Thanks John.
Marbles (and I think tkp might gain from this as well?),
-having a flat FR with a new XO and having the ability to taylor the speaker with a variable L-pad is what I'm going for.
Ah good. I think I get what you want.
As far as more than 5 resister selections are concerned, the problem is one of increments, obviously the more, the better.
Is it as simple as more=better?
Lets say you take the two extremes of the 24 steps you first mentioned and turned that into 5 steps.
5 is MUCH coarser that 24 at face value, BUT how does each step actually measure and sound? Maybe each step equals 1.4db or something like that.
I really don’t believe people are hearing changes in 40th of a db steps or whatever each click of an L-pad equals so you’d just be getting steps that make a fairly subtle but real diff. with a few switch settings.
Or that’s my theory that should pan out in measurements/testing.
-It sounded a bit bright at first and we could turn the tweeter pot down just a tad and get it to sound better within seconds.
Good example and relates to what I mentioned about choosing the electronics that match a flat output 'to your taste'.
This cable seems to have caused the response to tip up on the top end.
1). After breaking the cable in (if it wasn’t?) maybe you’d just want to turn the pot back to how you had it if it mellowed out?
2). If the speaker weren’t adjustable AND the cable was broken in I think you’d know that you simply don’t happen to like this cable in your system because it tipped up the top end in a way you didn’t like.
3). Turning up the super tweeter (I only ‘assume’ that’s what you mean you did?) a bit, while it seemed to counter the cable’s brightness couldn’t technically have countered what the cable did.
At best it kinda/sorta did because both tweaks were in about the same general freq. area.
This isn’t me saying ‘so you shouldn’t have done that’, but merely trying to show how it’s not quite the fix that some I think have the impression it is.
With only two resister choices up, and two down, it really takes luck to get it right quickly and without an operation on the L-pad to change resisters, defeating the whole purpose of it.
That sounds like you’ve made up you mind already?
Again... what if you could be shown that it could be enough steps to distort the output from flat to suit your needs and measures very subtle meaning any setting would still look plenty flat and flatter than stock?

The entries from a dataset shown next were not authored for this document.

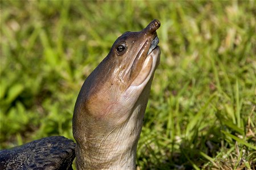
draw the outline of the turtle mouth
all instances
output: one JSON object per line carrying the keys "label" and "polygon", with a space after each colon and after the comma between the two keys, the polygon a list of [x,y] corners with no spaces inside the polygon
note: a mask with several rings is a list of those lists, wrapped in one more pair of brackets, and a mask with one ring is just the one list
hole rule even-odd
{"label": "turtle mouth", "polygon": [[[143,47],[141,49],[144,50],[145,52],[146,49],[148,49],[147,54],[144,53],[143,57],[137,57],[134,61],[132,68],[131,69],[133,80],[130,86],[138,86],[142,84],[143,82],[147,82],[149,78],[151,76],[153,71],[155,70],[157,66],[159,63],[160,60],[160,48],[158,46],[159,42],[159,40],[157,36],[152,40],[150,47],[147,46],[148,45],[148,42],[145,42]],[[146,44],[146,45],[145,45]],[[140,52],[141,52],[140,51]],[[139,53],[139,54],[140,53]],[[139,58],[138,61],[137,61]]]}
{"label": "turtle mouth", "polygon": [[158,43],[159,43],[159,39],[158,39],[158,37],[156,36],[155,39],[152,41],[151,45],[150,45],[148,52],[147,52],[147,56],[148,54],[156,47]]}

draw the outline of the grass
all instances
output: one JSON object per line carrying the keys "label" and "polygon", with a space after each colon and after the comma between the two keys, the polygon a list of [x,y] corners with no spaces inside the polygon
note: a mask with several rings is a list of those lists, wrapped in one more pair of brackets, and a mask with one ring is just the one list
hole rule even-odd
{"label": "grass", "polygon": [[61,135],[86,77],[153,19],[137,169],[255,169],[255,1],[1,1],[1,148]]}

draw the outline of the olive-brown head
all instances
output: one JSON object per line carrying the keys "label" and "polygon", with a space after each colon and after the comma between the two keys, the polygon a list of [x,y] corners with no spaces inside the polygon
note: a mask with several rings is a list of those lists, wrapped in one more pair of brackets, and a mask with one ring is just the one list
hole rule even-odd
{"label": "olive-brown head", "polygon": [[134,168],[160,60],[156,32],[160,25],[155,19],[140,32],[122,35],[82,85],[73,118],[78,168]]}

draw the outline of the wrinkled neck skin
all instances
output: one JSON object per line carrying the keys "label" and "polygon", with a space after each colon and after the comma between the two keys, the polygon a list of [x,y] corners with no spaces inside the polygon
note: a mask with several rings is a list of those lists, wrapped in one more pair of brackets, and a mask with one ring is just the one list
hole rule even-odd
{"label": "wrinkled neck skin", "polygon": [[135,169],[138,141],[160,60],[159,27],[154,20],[141,32],[123,34],[85,80],[73,117],[77,169]]}
{"label": "wrinkled neck skin", "polygon": [[130,116],[121,125],[109,130],[85,125],[90,131],[80,134],[85,140],[77,143],[76,148],[77,169],[135,169],[137,146],[151,81],[130,113],[122,113]]}

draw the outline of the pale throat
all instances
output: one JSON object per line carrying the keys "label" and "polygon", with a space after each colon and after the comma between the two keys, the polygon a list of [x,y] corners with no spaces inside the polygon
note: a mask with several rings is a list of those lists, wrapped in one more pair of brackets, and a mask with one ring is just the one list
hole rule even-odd
{"label": "pale throat", "polygon": [[77,163],[80,163],[77,169],[135,169],[137,146],[146,105],[137,103],[127,121],[106,135],[90,138],[86,135],[89,137],[85,140],[88,142],[76,148],[76,153],[81,155],[76,156]]}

IMHO the L-Pad, while colors the sound a bit for the mid pannel and high, offers people like myself a way to taylor the sound to my taste and to counter-act the room they are in. Obviously, acoustic treatment is the way to go but my family hapiness comes before audio.

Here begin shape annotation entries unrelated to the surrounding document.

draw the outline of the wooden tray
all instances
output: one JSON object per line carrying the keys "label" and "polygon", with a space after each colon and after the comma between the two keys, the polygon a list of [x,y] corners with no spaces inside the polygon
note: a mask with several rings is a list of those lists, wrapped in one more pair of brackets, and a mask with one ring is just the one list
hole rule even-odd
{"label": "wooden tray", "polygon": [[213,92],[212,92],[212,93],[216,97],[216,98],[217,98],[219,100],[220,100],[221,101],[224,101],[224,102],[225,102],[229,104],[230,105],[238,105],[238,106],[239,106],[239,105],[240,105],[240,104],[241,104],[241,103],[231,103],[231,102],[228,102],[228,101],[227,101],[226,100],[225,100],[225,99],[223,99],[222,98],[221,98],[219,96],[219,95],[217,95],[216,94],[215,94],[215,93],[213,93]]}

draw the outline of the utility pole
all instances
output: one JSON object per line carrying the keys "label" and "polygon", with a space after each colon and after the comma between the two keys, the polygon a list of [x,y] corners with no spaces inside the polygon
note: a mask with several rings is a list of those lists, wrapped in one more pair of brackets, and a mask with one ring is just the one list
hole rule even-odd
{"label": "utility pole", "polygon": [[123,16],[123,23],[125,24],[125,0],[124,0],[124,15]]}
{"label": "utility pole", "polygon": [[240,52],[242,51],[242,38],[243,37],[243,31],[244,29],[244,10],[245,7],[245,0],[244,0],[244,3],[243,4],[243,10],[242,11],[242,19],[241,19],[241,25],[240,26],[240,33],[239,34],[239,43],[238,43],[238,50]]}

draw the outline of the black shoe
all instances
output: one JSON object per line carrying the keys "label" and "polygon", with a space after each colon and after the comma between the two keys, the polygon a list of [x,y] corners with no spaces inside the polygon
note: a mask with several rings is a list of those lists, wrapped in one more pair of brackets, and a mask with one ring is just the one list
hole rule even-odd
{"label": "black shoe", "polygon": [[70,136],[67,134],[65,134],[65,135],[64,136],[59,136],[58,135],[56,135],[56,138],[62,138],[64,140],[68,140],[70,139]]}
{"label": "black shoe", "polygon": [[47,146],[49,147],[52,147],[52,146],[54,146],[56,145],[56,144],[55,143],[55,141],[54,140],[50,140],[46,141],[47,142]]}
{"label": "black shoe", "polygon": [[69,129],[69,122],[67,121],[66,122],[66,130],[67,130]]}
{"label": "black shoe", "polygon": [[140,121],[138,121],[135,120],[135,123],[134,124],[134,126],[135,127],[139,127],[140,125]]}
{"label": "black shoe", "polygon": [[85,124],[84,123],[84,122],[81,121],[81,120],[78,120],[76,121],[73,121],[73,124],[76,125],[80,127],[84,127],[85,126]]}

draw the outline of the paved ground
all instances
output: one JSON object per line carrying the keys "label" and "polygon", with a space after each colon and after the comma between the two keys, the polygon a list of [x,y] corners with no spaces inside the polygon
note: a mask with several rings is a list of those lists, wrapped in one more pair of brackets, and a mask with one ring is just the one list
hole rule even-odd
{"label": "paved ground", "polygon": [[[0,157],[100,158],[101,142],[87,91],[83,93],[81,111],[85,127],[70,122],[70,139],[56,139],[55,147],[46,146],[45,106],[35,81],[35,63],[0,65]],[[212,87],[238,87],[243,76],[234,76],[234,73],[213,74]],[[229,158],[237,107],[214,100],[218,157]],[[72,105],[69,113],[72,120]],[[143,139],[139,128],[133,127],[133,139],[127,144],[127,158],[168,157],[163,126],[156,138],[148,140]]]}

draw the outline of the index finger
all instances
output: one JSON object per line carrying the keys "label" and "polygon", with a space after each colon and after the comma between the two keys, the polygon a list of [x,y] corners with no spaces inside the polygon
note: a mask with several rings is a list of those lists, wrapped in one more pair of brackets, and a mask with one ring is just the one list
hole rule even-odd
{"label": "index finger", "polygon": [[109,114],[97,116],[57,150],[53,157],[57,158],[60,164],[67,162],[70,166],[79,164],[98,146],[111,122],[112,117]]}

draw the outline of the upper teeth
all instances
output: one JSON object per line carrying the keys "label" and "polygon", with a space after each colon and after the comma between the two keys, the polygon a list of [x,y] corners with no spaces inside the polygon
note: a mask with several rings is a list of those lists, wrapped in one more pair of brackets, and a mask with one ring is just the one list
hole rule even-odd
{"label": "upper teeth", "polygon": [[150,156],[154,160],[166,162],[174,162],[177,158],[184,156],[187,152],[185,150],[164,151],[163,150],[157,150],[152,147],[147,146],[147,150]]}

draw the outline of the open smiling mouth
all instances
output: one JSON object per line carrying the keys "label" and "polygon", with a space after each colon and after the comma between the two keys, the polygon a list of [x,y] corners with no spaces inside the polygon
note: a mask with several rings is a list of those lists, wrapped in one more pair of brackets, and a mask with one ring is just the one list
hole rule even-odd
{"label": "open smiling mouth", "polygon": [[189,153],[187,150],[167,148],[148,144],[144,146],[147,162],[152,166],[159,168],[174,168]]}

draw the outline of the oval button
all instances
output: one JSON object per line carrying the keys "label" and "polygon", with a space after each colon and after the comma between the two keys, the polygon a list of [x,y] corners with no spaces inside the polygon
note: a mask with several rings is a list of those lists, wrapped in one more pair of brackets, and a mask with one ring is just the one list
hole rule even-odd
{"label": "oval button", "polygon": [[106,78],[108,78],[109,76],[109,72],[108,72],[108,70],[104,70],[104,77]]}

I can totally understand people not in many cases being able to treat a room like they'd really like to.
This alone kinda defeats buying really top notch high end audio gear though.
And as I wrote... you just can't counter a room's problems by adjusting the broad range of the mid panel.
If you can explain in your own example/room/system the room problem/freq. peak/dips you have and how specifically the mid and super tweeter pots counter these problems I'd like to hear it.
I've never heard anyone who's been able to explain how they do this though have seen many claim just what you've wrote. No offence. I'd just like you to explain if you can.